There’s not much to say that hasn’t already been said about this awful tragedy, but what I can add is that when one enters the memorial garden there is a certain almost tangible presence, a tranquility that felt real. Very real. Maybe it is what we as human beings want to feel or want to think in such moments, but for me, it was real. Here was I, standing on the very spot where hundreds of helpless schoolchildren between the ages of 7 and 11 yrs perished under the slurry, right at this point under my feet. As I pondered the unspeakable horror these poor children must surely have suffered during their last moments, of them being shrouded in blackness, scared and panicing, one could not help but be moved and humbled by such an experience.
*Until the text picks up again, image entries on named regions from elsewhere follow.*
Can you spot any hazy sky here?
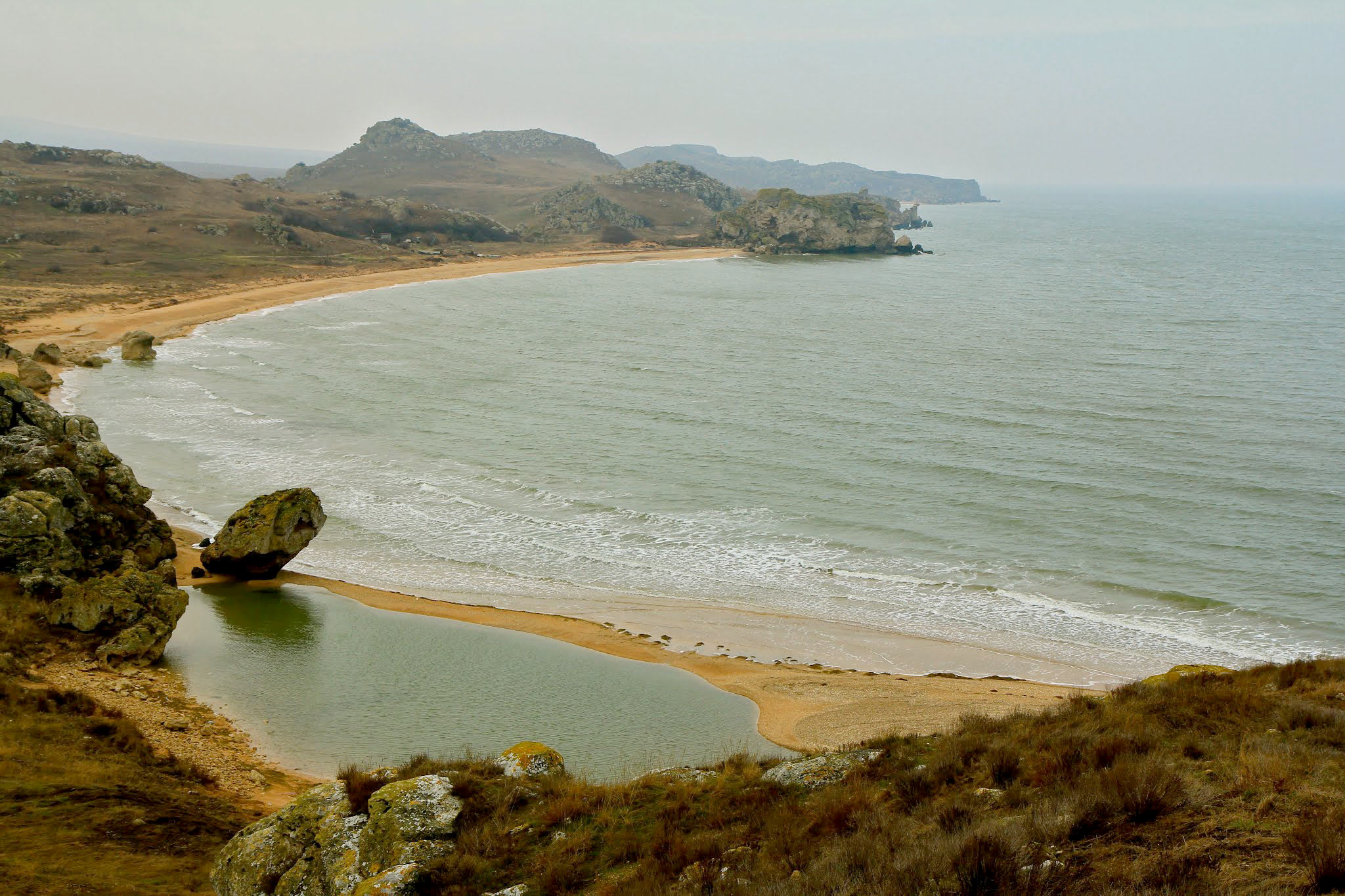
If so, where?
[0,0,1345,188]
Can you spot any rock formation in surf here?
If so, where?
[200,488,327,579]
[121,329,158,362]
[0,373,187,668]
[710,190,894,253]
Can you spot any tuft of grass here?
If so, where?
[1285,806,1345,893]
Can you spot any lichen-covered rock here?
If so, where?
[0,375,186,666]
[495,740,565,778]
[121,329,158,362]
[200,488,327,579]
[1145,664,1233,684]
[761,750,882,790]
[209,780,363,896]
[533,182,650,234]
[710,190,896,253]
[361,775,463,874]
[18,357,55,393]
[209,775,463,896]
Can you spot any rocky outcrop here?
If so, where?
[533,184,650,234]
[209,775,463,896]
[617,144,986,203]
[121,329,158,362]
[598,161,742,211]
[710,190,896,253]
[495,740,565,778]
[761,750,882,790]
[1143,664,1233,685]
[200,488,327,579]
[0,375,187,668]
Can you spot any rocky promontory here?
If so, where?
[710,190,914,254]
[0,375,187,668]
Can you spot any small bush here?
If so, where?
[954,834,1018,896]
[1285,807,1345,893]
[1101,756,1186,822]
[597,224,635,246]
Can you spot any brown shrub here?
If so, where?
[1101,756,1186,822]
[1285,806,1345,893]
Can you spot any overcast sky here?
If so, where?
[0,0,1345,186]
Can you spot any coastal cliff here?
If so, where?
[0,375,187,668]
[710,188,898,254]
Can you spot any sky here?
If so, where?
[0,0,1345,186]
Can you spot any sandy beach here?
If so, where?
[173,528,1096,751]
[7,249,739,351]
[21,249,1080,773]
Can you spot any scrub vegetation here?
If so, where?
[320,661,1345,896]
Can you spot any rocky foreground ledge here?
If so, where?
[0,373,187,669]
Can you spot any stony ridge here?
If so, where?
[598,161,742,211]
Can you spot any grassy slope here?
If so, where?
[339,661,1345,896]
[0,144,525,324]
[0,678,252,896]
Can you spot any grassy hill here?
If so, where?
[617,144,986,203]
[282,118,620,224]
[0,141,519,331]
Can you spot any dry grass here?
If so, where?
[315,661,1345,896]
[0,678,252,896]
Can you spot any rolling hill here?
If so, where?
[617,144,986,203]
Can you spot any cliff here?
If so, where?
[598,161,742,212]
[710,190,896,253]
[617,144,986,203]
[0,373,187,668]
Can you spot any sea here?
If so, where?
[63,190,1345,684]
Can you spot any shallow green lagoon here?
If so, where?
[165,586,783,778]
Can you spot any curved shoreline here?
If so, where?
[21,249,1080,750]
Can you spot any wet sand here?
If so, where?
[175,529,1096,751]
[5,249,739,352]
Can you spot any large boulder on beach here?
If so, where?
[18,357,56,393]
[495,740,565,778]
[200,488,327,579]
[32,343,60,364]
[121,329,158,362]
[0,373,187,668]
[209,775,463,896]
[761,750,882,790]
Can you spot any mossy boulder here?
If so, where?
[209,775,463,896]
[495,740,565,778]
[1145,664,1233,684]
[710,190,894,253]
[761,750,882,790]
[200,488,327,579]
[121,329,158,362]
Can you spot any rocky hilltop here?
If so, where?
[598,161,742,212]
[280,118,621,226]
[617,144,986,203]
[0,375,187,668]
[710,190,909,253]
[448,127,623,171]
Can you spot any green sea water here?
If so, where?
[165,584,791,779]
[72,192,1345,681]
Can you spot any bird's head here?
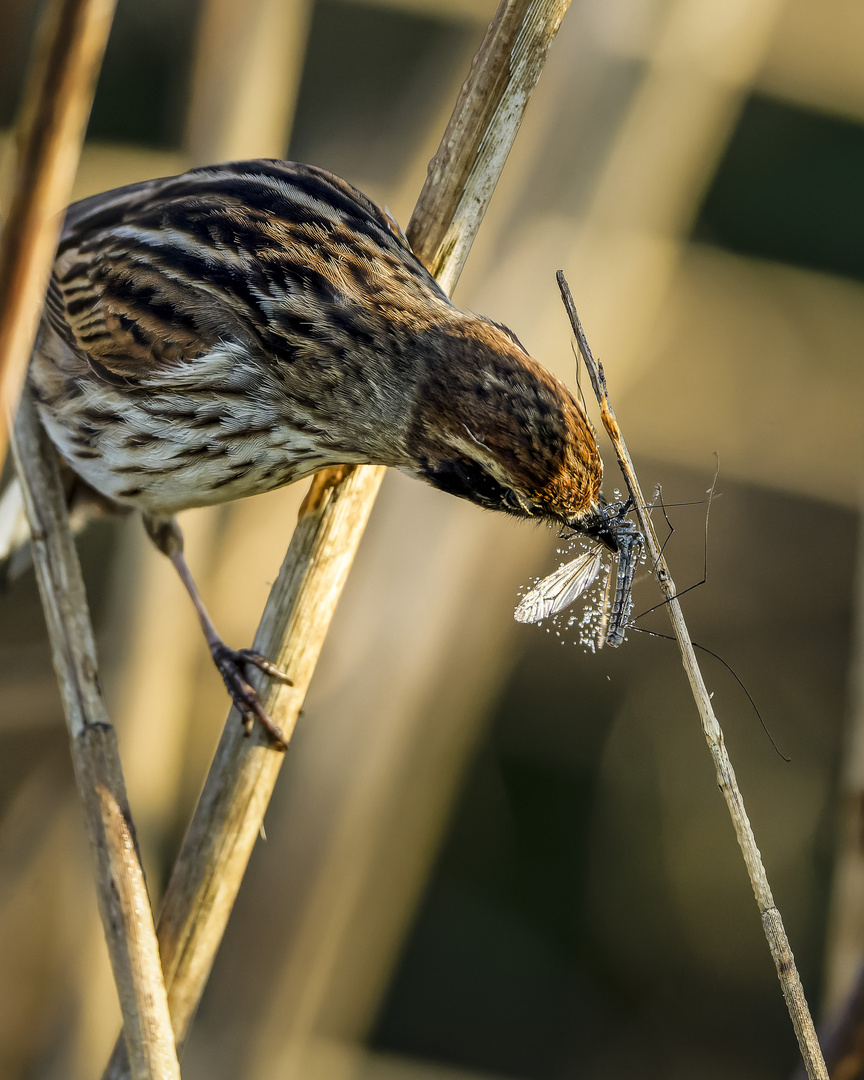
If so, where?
[403,312,617,537]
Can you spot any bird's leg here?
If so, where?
[144,515,293,750]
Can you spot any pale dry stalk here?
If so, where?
[558,271,828,1080]
[105,0,569,1080]
[0,0,179,1080]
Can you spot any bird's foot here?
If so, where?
[212,642,294,750]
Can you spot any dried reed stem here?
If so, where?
[104,0,569,1080]
[558,270,828,1080]
[12,392,180,1080]
[0,0,180,1080]
[0,0,117,461]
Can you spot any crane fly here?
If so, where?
[514,501,644,647]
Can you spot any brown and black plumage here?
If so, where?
[21,161,617,738]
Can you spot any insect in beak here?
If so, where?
[514,500,644,647]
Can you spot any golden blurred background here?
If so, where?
[0,0,864,1080]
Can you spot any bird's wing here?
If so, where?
[45,161,448,383]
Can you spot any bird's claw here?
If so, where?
[212,644,294,750]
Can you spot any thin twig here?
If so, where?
[0,0,117,461]
[12,392,180,1080]
[105,0,569,1080]
[557,270,828,1080]
[0,0,180,1080]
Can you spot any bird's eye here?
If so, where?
[503,487,534,517]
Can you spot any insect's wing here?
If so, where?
[514,548,602,622]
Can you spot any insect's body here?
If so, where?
[13,161,639,740]
[514,500,644,646]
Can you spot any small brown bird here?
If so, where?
[13,161,617,743]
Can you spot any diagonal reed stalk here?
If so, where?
[104,0,569,1080]
[0,0,117,461]
[0,0,179,1080]
[558,271,828,1080]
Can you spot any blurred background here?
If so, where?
[0,0,864,1080]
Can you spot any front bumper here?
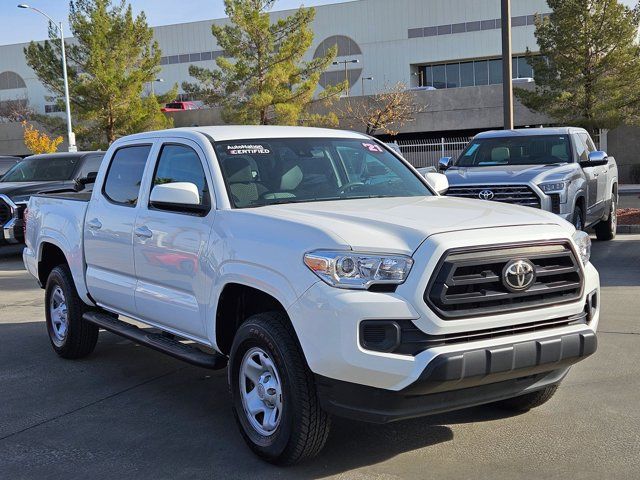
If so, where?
[317,328,597,423]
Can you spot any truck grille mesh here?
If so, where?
[424,241,583,320]
[0,198,11,226]
[447,185,540,208]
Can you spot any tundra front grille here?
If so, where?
[424,241,583,320]
[447,185,540,208]
[0,198,11,227]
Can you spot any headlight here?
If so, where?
[304,250,413,290]
[573,230,591,265]
[538,182,564,193]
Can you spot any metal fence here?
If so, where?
[397,137,471,168]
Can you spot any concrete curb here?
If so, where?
[616,225,640,234]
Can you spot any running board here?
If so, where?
[83,312,227,370]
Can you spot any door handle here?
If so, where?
[87,218,102,230]
[133,226,153,238]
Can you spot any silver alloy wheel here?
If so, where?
[49,286,69,343]
[239,347,282,437]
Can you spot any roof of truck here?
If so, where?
[474,127,586,138]
[123,125,369,142]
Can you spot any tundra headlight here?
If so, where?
[538,182,564,193]
[573,230,591,265]
[304,250,413,290]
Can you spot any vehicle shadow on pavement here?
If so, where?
[0,322,528,479]
[591,235,640,287]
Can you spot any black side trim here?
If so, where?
[83,312,227,370]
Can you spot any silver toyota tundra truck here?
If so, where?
[439,127,618,240]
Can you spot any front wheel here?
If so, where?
[45,265,98,358]
[229,312,330,465]
[595,194,618,241]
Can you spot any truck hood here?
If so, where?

The beautifully maintained gardens complete with poignant weeping willows, fresh cherry blossom, monuments and benches placed by children and officials alike, are all an apt and fitting tribute to those poor souls who lost their lives here back on that awful morning in October 1966.
Only one wall remains of the original school building, shown here on the left as it stands today, and in the lower middle section of the image on the right after just missing the path of the slurry. It remains there, steadfast and resolute.
It was early spring when I visited, it was quiet, I could hear the birds singing, I could see leaves were beginning to appear, and I could see a breeze was lightly blowing through the few trees on the hillside above the garden. It was a short, but very moving visit. I had planned on writing a longer tribute, but much has been written already by those far more qualified than I so I will leave it as this.
Aberfan Memorial Garden is a truly beautiful place, somewhere to reflect and ponder, to gather ones thoughts, and importantly… a place that must be kept for future generations so as to never forget the 116 beautiful children and 28 adults who lost their lives on this very spot.